Now there was a long silence, then a scraping chair, then footsteps. Lois would be carrying the dishes back to the kitchen.

Joe said, “What would we do if it didn’t work out?”

“You’d move back to your house and it would be just like this. There’s no bad thing that would happen.”

“What if you fell in love with someone?”

“I am in love with someone. You. And I don’t think you’re in love with Minnie, either. I don’t think you know how to be in love yet. I want a chance. It’s like an arranged marriage, except that I am arranging it.”

Joe laughed.

Claire crawled over to one of the bedroom doors, then through it into the bedroom, through the bedroom onto the sleeping porch; then she stood up and half walked, half stomped through the bedroom into the hallway. She picked up her book and ran down the staircase. Joe and Lois looked up, sat back, startled. She said, “I was reading on the sleeping porch and I dozed off. What time is it?”

They fell for it. Lois said, “Want a cupcake? Lemon icing.”

Claire reached for one.

JIM UPJOHN CALLED Frank at the office and asked what he was doing that afternoon. Frank looked at the clock. He had skipped lunch. It was a quarter to one. He said, “I am reading descriptions of rockets.”

“American or Soviet?”

“German.”

“Old hat,” said Jim.

“You wish,” said Frank. “They had something so much bigger than the V-2 in the works that we still haven’t totally figured it out.”

“Mm,” said Jim, and Frank remembered to shut up. He said, “Nice day.”

“Yes, Corporal Langdon, it is. And that’s why I’m calling.”

“Yes, sir,” said Frank.

“Meet me in half an hour at Anderson Field, building one. We’re going to take my new plane for a spin.”

Frank was out the door in less than a minute.

It was beautiful — bright but calm. The breeze was southerly, straight from Florida, it felt like, light and warm. The apple trees that edged the parking lot of his building were heavy with fruit, and the grass was thick, the way it got before the first frost. He didn’t get into the car, though — Anderson was only a quarter-mile from where he was standing. He left his jacket and his briefcase in the Studebaker, and sprinted. Jim was waiting for him. The plane was already outside of the hangar, and the two of them pulled the blocks away from the wheels. Frank said, “What’s this one?”

“It’s a Fairchild Argus.

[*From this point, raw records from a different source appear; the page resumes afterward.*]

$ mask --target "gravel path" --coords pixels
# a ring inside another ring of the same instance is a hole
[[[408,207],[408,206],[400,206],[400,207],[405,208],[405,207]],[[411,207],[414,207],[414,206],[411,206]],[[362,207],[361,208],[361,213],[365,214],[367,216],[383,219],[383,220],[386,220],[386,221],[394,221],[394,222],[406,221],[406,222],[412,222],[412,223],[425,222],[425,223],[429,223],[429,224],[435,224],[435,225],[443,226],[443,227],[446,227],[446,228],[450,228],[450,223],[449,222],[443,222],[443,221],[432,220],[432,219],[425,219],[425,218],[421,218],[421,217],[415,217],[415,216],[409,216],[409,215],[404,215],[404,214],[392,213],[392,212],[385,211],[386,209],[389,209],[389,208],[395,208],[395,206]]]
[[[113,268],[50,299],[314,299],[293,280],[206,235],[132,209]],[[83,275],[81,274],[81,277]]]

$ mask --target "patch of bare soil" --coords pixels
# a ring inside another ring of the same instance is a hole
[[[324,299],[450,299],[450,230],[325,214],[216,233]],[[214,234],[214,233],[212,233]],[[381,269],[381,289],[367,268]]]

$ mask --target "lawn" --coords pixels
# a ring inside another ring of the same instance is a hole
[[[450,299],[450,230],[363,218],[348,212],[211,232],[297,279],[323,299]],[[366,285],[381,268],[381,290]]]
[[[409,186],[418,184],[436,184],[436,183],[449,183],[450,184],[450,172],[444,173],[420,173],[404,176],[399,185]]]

I’ve been wanting one of these for years, but with four seats. I finally found one. With the see-through canopy. Just wait.”

It was as pleasant as Jim had predicted — buzzing down the Anderson runway and then lifting over Jamaica Bay and turning south toward New Jersey. Frank had been having an especially tedious day, but now his spirits lifted with the plane, and he said, “A pilot’s license seems like a good idea right about now.”

“Wait till we come in for a landing, then decide. I flew the first time when I was twelve. I was too stupid to think that anything could go wrong, so, obviously, the Army Air Force was the place for me. Ever ridden a horse?”

“Only a plowhorse.” They were shouting, but they didn’t seem to be.

“Well, when you ride horses really fast, you learn to never look down. Same with a plane. What draws the eye draws the body.”

But Frank knew that he could be good at this, that it was the natural culmination of every step forward that he had ever taken. They flew on — along the Atlantic coast of New Jersey, low enough to look at Sandy Hook, then the thinly peopled length of the boardwalk at Asbury Park, then down along the coast to the Barnegat Lighthouse (according to Jim), then farther south, over the flat green of the Pine Barrens. Jim turned north, and they flew past Trenton, along the Delaware River. Here and there, the leaves were beginning to turn. Moment by moment, Frank ceased looking at every spot as a potential home-buying opportunity, and began seeing the earth again, the way he had on the farm, when he was living in his tent, when he was marching through Africa and then through Italy, France, and Germany. He said, “You know, this reminds me that I’ve never spent so much time in one place as I do now. It’s either the apartment or the office or the bus between them.”